Last July 22, Grand Manan resident Ronald Ross was beaten up by an angry mob and his home was burned to the ground. Five men are on trial in St. Andrews this week, facing criminal charges in connection with the incident.
Carter Foster, Matthew Lambert, Michael Small, Lloyd Bainbridge and Greg Guthrie are being tried before a 12-member jury in a provincial courthouse in St. Andrews. Testimony began last Thursday.
Defence lawyer David Lutz has said repeatedly in court that Ross is a drug dealer and had threatened the lives of the men, who were acting in self-defence.
Ross testified Tuesday he has dozens of criminal convictions dating from 1989 in Nova Scotia and New Brunswick. They include break and enter, theft, extortion, drunk driving and assault. However, he said, he has never been charged with trafficking drugs.

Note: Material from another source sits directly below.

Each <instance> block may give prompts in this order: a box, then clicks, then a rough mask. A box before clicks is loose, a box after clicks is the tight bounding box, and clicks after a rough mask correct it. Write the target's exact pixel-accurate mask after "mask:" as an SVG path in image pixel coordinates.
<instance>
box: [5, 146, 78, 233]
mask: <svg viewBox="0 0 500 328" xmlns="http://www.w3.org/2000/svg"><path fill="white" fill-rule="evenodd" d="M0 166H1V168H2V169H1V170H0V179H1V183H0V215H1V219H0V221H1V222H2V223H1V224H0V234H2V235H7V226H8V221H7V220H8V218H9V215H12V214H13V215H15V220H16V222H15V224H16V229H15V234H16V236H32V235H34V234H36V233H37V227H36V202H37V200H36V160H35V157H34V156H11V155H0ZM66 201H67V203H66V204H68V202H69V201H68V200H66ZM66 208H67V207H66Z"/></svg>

Ross admitted to using crack at his house occasionally, and said one of the accused men, Small, used crack at his house 14 months before the riot. On the night of the riot, he admitted to having "two puffs" of crack cocaine.
Ross, who has lived on the Bay of Fundy island for the last decade, told the court he didn't know why people believed he was a drug dealer, and said it's possible that people confused his using drugs with selling it. He told Crown prosecutor Jim McAvity that he fished lobster for a living.
"Grand Mananers stick together, they gossip back and forth and once somebody doesn't like you, everyone doesn't like you. They try to make things better for all their own people."
Ross lived across the street from one of the five men charged.
He said he had a mortgage on the house that was set on fire, but no insurance. Ross claimed people in the community were attacking his home and property in the time leading to the riot.
He told the court that someone threw a propane tank from his barbecue through his living room window one night while he was out.
Truck ablaze too
Another night, Ross said, someone set fire to a truck in his driveway, with what he thought was a Molotov cocktail.
A few days before the riot, Ross said he stopped someone coming out of the woods near his home, and that he believed the man was planning to burn his house down.
Ross said that at that time, a rumour had been going around the community that his house would be set on fire.
Firefighters who testified Monday said they'd also heard that rumour.
Three of the men on trial face charges of possession of a weapon for a dangerous purpose and two are charged with arson.